HSF 2016: Isengard (re500)
Isengard is a 500 point reverse engineering problem. We're given a binary to look at, but little other direction. Let's see what we can find.
First, it's a good idea to try running the program:
$ ./isengard
starting stub ...
.___ .___ ____
| | ______ ____ ____ _________ _______ __| _/ ___ _/_ |
| |/ ___// __ \ / \ / ___\__ \\_ __ \/ __ | \ \/ /| |
| |\___ \\ ___/| | \/ /_/ > __ \| | \/ /_/ | \ / | |
|___/____ >\___ >___| /\___ (____ /__| \____ | \_/ |___|
\/ \/ \//_____/ \/ \/
============================================================================================================
============================================================================================================
============================================================================================================
\\\\\\ They are taking the Hobbits! \\\\\\
\\\\\\ Find them and bring them back! \\\\\\
\\\\\\ https://www.youtube.com/watch?v=z9Uz1icjwrM \\\\\\
\\\\\\ Password: youshallnotpass \\\\\\
============================================================================================================
============================================================================================================
============================================================================================================
Password:
There's an intro screen, a password given to us ("youshallnotpass"), and then a password prompt. If we try entering the password it tells us, the program appears to hang waiting for input. Pressing Enter enough times eventually causes it to terminate with the message "woaw".

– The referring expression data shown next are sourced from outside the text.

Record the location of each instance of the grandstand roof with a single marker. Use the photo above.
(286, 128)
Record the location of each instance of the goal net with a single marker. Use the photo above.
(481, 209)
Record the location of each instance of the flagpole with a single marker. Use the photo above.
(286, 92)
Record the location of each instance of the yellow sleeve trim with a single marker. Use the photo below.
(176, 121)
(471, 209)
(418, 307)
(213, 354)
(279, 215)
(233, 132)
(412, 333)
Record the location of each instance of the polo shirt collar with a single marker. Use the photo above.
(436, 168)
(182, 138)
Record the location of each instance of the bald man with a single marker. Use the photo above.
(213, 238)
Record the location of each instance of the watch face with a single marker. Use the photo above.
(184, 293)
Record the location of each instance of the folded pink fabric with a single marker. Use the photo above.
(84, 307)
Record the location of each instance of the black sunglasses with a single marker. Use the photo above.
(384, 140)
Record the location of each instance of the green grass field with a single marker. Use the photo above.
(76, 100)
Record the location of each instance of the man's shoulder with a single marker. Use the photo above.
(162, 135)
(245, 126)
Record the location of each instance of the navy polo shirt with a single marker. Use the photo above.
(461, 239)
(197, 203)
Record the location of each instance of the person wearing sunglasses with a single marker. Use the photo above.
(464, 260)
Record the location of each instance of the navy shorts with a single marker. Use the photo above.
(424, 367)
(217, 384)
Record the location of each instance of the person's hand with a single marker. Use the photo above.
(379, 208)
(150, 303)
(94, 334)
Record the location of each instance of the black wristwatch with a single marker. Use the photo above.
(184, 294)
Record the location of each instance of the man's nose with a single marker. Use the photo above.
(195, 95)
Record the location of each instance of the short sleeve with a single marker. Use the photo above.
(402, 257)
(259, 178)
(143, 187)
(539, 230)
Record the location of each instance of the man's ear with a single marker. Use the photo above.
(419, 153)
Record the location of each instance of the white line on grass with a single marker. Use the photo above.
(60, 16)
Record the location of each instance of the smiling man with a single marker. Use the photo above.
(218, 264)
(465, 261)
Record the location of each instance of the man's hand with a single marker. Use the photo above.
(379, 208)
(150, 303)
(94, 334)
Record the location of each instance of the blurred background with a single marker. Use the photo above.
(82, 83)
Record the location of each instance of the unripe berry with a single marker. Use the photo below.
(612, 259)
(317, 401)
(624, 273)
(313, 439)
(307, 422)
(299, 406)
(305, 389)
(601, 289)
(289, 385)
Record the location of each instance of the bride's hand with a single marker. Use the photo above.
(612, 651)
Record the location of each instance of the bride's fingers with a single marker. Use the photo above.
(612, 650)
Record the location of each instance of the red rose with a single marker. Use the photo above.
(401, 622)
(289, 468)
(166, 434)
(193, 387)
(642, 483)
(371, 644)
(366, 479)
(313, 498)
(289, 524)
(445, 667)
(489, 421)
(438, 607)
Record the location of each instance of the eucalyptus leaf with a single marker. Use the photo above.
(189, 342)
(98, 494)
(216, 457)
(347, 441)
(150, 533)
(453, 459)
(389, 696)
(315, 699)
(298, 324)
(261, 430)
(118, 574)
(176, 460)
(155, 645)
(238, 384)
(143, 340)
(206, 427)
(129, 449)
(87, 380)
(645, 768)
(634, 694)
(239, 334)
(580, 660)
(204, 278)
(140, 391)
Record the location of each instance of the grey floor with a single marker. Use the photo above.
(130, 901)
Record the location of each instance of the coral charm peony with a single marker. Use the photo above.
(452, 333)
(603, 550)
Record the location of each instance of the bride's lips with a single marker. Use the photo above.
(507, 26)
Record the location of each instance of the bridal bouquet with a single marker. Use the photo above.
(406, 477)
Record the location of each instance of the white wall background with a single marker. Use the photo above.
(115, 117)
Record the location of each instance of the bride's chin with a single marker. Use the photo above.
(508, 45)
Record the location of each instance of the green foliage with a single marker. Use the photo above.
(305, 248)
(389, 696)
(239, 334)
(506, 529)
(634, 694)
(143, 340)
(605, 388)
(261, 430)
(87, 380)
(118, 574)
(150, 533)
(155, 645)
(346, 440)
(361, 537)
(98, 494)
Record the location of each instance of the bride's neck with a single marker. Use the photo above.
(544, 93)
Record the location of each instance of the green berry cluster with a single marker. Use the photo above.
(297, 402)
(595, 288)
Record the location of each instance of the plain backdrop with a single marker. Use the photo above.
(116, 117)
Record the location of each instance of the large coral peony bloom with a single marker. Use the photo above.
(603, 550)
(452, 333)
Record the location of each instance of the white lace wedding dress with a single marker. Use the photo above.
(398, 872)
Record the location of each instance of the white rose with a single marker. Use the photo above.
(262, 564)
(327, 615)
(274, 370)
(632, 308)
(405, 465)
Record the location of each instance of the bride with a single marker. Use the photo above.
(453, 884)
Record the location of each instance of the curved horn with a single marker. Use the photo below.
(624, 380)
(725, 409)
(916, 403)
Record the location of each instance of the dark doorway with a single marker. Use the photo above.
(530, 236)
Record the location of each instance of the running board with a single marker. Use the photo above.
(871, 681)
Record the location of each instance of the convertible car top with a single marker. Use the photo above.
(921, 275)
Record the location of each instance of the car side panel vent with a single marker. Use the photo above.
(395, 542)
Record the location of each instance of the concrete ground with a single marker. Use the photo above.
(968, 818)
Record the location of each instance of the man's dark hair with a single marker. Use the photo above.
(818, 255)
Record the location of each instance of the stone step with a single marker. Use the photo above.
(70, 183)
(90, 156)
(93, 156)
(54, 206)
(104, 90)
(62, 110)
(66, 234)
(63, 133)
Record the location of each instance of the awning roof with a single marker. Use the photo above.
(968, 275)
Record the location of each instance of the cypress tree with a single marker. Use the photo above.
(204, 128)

That doesn't tell us much, so let's start disassembling Isengard:
.text:0BADCC46 main proc near ; CODE XREF: start+8 p
.text:0BADCC46
.text:0BADCC46 var_D0 = dword ptr -0D0h
.text:0BADCC46 var_CC = dword ptr -0CCh
.text:0BADCC46 var_C8 = dword ptr -0C8h
.text:0BADCC46 var_C4 = dword ptr -0C4h
.text:0BADCC46 var_C0 = dword ptr -0C0h
.text:0BADCC46 var_BC = dword ptr -0BCh
.text:0BADCC46 var_AC = dword ptr -0ACh
.text:0BADCC46 var_A8 = byte ptr -0A8h
.text:0BADCC46 var_A0 = byte ptr -0A0h
.text:0BADCC46 var_80 = dword ptr -80h
.text:0BADCC46 arg_0 = dword ptr 8
.text:0BADCC46
.text:0BADCC46 push ebp
.text:0BADCC47 mov ebp, esp
.text:0BADCC49 push edi
.text:0BADCC4A push esi
.text:0BADCC4B push ebx
.text:0BADCC4C sub esp, 0D8h
.text:0BADCC52 mov eax, dword_BAFB484
.text:0BADCC57 mov [ebp+var_AC], 0
.text:0BADCC61 push offset aStartingStub__ ; "starting stub ...\n"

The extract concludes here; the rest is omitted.